Estefania Peñafiel Loaiza – Détours (La Loterie à Babylone) au 3bisF
Persistance rétinienne
Estefania Peñafiel Loaiza achève sa résidence de création au 3bisF, où commence l’exposition Détours (La Loterie à Babylone) dans laquelle les mots de Borges, Michaux, Rimbaud et Caillois guideront les pas du spectateur dans le labyrinthe imaginé par l’artiste. On retrouve ses gestes et ses sujets de prédilection dont ceux de la mémoire, de la petite et de la grande histoire, des déplacements et des détours, des présences cachées et des absences montrées…
« Les poèmes ont toujours de grandes marges blanches, de grandes marges de silence où la mémoire ardente se consume pour recréer un délire sans passé. » (1))
Les mots d’Eluard décrivent avec une grande justesse les gestes d’effacement, de détournement, de recouvrement, les ombres et les absents, les fantômes d’Estefania Peñafiel Loaiza. Ils disent ses distorsions du temps, du son et des images. L’artiste efface pour mieux montrer, récite pour mieux dire l’inaudibilité d’un texte inlassablement remanié, avale pour digérer, ressasse pour comprendre et donne à voir au sens où l’entendait le poète : «Voir, c’est comprendre, juger, transformer, imaginer, oublier ou s’oublier, être ou disparaître. »

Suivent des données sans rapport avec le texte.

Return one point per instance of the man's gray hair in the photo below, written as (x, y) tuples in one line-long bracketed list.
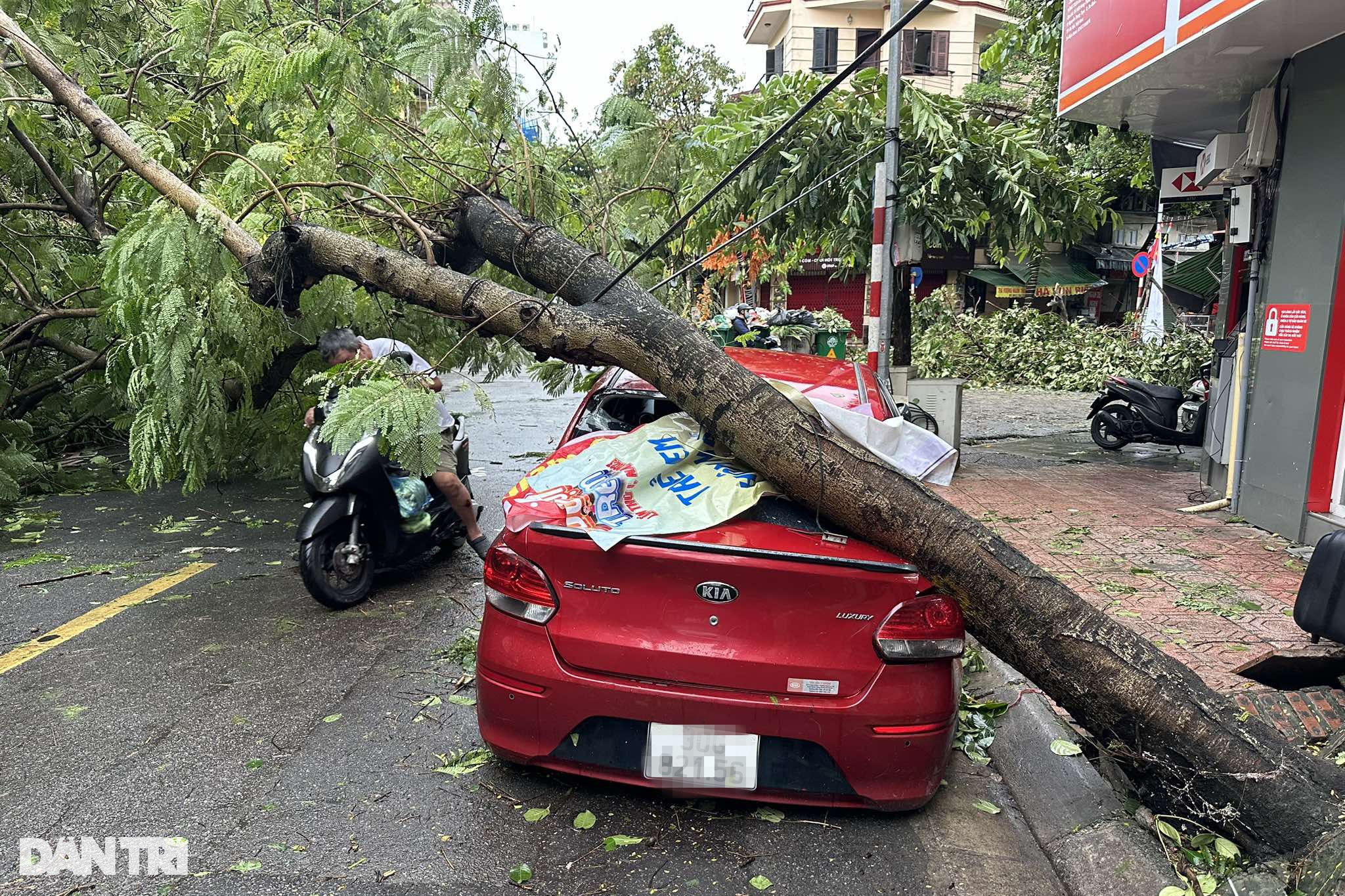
[(338, 340)]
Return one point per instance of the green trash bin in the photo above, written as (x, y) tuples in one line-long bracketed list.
[(831, 343)]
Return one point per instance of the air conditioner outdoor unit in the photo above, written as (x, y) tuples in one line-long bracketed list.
[(1262, 135), (1224, 152)]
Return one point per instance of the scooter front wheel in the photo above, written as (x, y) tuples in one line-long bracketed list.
[(1105, 435), (337, 574)]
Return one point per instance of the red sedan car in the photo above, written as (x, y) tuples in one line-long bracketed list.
[(763, 658)]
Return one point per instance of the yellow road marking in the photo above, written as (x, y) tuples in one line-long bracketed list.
[(102, 613)]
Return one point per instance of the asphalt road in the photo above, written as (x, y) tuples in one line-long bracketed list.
[(295, 748)]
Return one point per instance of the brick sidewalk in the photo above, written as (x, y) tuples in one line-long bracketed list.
[(1211, 591)]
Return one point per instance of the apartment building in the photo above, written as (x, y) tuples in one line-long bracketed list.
[(940, 51)]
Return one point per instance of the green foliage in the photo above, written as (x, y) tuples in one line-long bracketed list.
[(1021, 79), (382, 395), (1025, 347), (185, 327), (671, 78), (1191, 845), (16, 464), (410, 98), (965, 177)]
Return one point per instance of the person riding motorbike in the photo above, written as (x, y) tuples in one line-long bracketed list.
[(341, 345)]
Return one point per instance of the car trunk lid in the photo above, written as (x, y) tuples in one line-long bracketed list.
[(747, 606)]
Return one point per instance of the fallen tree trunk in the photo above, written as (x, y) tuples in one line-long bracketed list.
[(1187, 744)]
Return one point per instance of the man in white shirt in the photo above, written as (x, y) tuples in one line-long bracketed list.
[(341, 345)]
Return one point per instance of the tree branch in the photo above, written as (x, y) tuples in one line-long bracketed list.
[(88, 218), (20, 403), (39, 320)]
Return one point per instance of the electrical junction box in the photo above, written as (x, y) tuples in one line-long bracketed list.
[(1241, 215), (1224, 152), (907, 245)]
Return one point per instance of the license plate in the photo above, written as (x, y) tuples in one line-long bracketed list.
[(701, 757)]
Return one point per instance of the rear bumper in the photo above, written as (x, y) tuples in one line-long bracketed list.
[(818, 752)]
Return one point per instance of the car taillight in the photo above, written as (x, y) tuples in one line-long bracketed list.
[(517, 586), (921, 629)]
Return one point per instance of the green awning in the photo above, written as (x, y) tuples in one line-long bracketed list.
[(1056, 274), (1199, 276), (994, 277)]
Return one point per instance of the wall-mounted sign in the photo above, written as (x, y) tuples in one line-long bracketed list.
[(1286, 328), (1180, 183)]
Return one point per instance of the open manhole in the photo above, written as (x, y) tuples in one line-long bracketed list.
[(1304, 699), (1297, 670)]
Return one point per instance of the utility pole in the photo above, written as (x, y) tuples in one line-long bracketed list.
[(891, 177)]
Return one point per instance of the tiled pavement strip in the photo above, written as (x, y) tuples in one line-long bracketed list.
[(1211, 591)]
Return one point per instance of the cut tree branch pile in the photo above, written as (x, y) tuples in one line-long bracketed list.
[(1188, 747)]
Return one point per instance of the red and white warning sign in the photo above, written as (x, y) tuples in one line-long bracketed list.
[(1286, 328)]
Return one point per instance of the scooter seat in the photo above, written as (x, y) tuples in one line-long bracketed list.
[(1161, 393)]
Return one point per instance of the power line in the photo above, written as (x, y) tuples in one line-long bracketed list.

Au 3bisF, l’artiste a proposé aux résidents de faire un détour, de sortir des sentiers battus, d’emprunter des chemins de traverse pour s’offrir la possibilité, lors de leurs trajets quotidiens et répétitifs, de s’exposer à la sérendipité(2). Chercher un nouveau point de vue, une autre façon de voir, sortir de sa zone de confort et se confronter à l’inattendu : rien de plus difficile pour les patients de la « maison des insensés » d’Aix-en-Provence, dont l’existence remonte au XVIIe siècle. L’histoire passée et présente de l’hôpital auront servi de matière première à Estefania Peñafiel Loaiza, qui abordera la résidence, le travail avec les patients et l’exposition de restitution avec les préoccupations qui, depuis quelques années, jalonnent son travail. Les pièces produites pendant sa résidence concourent, comme le dit très justement Marc Lenot dans la monographie portant sur l’artiste Fragments liminaires, à un corpus d’une belle cohérence, d’une œuvre qui se construit à chaque rencontre et à chaque expérience induite par les nombreuses expositions de l’artiste.
« On peut aisément voir chacune de ses pièces comme un fragment d’une grande œuvre en train de se faire, qui se complète, et se raffine à chaque fois. » Marc Lenot, 2015 (3)
Estefania Peñafiel Loaiza aura donc été sensible à l’atmosphère particulière qui se dégage de cette architecture panoptique dans laquelle ses œuvres ont vu le jour et prennent place actuellement. L’histoire du lieu se raconte dans la série de petits polaroïds intitulés Détours, qui mêlent deux périodes de travaux de l’hôpital. L’artiste superpose deux époques, 1981 et 2017, selon le procédé de la double exposition, comme si le temps passé entre la première phase de travaux et la phase actuelle était contenu dans ces petits clichés instantanés. Comme s’il avait filé et que les ouvriers d’aujourd’hui côtoyaient ceux d’hier. Le temps s’étire dans ces tirages, un peu comme dans l’installation La Loterie à Babylone, qui se présente en quatre moniteurs et dans laquelle on voit deux scènes de jeux d’échec se répéter : l’échiquier, les pions et les mains des joueurs en noir et blanc, ainsi que le son des déplacements des pièces sur les plateaux qui cadence l’ambiance de l’exposition et rythme à la façon d’un métronome le temps passé par le visiteur au sein des œuvres. Le titre de l’installation est emprunté au roman éponyme de Borges, dans lequel il décrit une société où le jeu se confond avec la vie elle-même. Dans les quatre vidéos, Estefania Peñafiel Loaiza isole quelques secondes de deux films d’archive portant sur l’hôpital, dans lesquels on voit de façon fugace deux scènes de jeux d’échec entre un patient et son médecin. Jouant du matériau vidéographique, elle monte la séquence en boucle et répète le moment presque indéfiniment… Le spectateur attentif pourra d’ailleurs observer que la scène est montrée inversée, comme en miroir. Sur le modèle des films muets, Estefania Peñafiel Loaiza glisse entre les images des intertitres où l’on peut lire le célèbre palindrome « In girum imus nocte et consumimur igni ». Le même qui sera repris par Guy Debord pour son film, décrivant une société en perdition dans laquelle nous virevoltons jusqu’à notre perte, à l’image des papillons attirés par la lumière évoqués dans l’adage latin.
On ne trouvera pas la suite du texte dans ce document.